Coming into the 120th US Open, it was questioned if Bryson DeChambeau’s bomb-and-gouge style of play could work at a US Open venue where the fairways are narrower and the rough meatier than a typical tour event. His six-shot win at Winged Foot answered that question, but there is one other query we sought to answer: Just how much of an advantage did DeChambeau own over his closest competitors?

We looked at Sunday’s round and found three distinct examples where DeChambeau’s length off the tee provided a significant advantage over Matthew Wolff, Harris English, Louis Oosthuizen and Xander Schauffele, four players who rounded out the top-five finishers and were, in effect, the only players with a legitimate chance of catching DeChambeau.

The par-5 ninth [above] is perhaps the only true hole where players expect to make a birdie at Winged Foot (a three at the short par-4 sixth is nice, but par is fine). Make par at the ninth and you feel like you’ve given something back. DeChambeau unloaded a 374.7-yard bomb that left him with 182 in – a yardage he covered with a pitching wedge – leading to an eagle 3. The other four averaged 338.25 off the tee, leaving 220.5 in. Take out Wolff’s 388.5-yard blast that also led to eagle and the other three averaged 321.5 yards, leaving them approximately 50 yards short of DeChambeau. That trio accounted for two birdies and a par. Modest advantage, DeChambeau.

The 365-yard par-4 11th [above] is perhaps the starkest illustration of where the power game came into play. A pair of bunkers guard the fairway about 300 yards out. While his challengers all laid up with an average tee shot of 236 yards, leaving 129 yards in, DeChambeau whaled away, producing a 319.8-yard tee shot that left him with a paltry 44 yards to the pin, from which he knocked it to 12 feet, 7 inches and made birdie. The other four’s average approach ended up 23 feet, 6 inches from where only one, English, made birdie, allowing DeChambeau to make up a full stroke on the others.

At the 16th [above], DeChambeau let go another laser – this one 365 yards that bit off a good chunk of the dogleg left, leaving 137 yards in. The other four averaged 297.25 off the tee and had approaches averaging 217.45 yards – that’s an 80-yard difference. DeChambeau made par while the others were three-over-par in aggregate, or a pickup of about three-quarters of a shot on his nearest challengers.

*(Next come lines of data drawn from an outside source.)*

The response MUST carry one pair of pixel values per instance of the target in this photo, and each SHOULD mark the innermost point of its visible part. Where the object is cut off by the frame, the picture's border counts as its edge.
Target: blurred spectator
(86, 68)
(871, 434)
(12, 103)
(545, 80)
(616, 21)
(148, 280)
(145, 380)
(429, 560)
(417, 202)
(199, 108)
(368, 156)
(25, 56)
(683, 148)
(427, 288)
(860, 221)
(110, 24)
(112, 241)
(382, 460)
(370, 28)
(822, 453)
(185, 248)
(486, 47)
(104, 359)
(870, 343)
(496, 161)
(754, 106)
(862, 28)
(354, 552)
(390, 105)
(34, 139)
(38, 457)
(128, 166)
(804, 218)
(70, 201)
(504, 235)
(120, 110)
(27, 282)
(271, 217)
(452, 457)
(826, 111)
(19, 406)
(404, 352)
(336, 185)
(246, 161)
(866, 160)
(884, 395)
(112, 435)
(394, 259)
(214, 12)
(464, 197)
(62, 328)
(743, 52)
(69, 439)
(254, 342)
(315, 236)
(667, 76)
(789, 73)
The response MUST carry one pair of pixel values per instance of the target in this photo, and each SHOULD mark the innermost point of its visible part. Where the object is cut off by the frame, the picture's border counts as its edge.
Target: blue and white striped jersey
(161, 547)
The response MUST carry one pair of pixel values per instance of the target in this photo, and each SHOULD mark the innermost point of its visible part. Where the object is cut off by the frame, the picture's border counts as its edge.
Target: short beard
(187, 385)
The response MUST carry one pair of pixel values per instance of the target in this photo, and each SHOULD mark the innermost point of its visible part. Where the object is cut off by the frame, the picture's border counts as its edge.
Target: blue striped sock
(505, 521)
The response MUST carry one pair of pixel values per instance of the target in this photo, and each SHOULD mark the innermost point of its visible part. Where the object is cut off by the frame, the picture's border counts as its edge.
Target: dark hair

DeChambeau’s win at Winged Foot’s famed West Course was dominant in many respects. His six-shot margin of victory tied for the sixth-largest spread in the past 100 years. He picked up more than 21 strokes on the field average and his three-under-par 67 Sunday was the only sub-par score of the day. It also underscored how much of a benefit being superior off the tee distance-wise can be. As DeChambeau himself said afterwards, “It’s always an advantage pretty much anywhere.”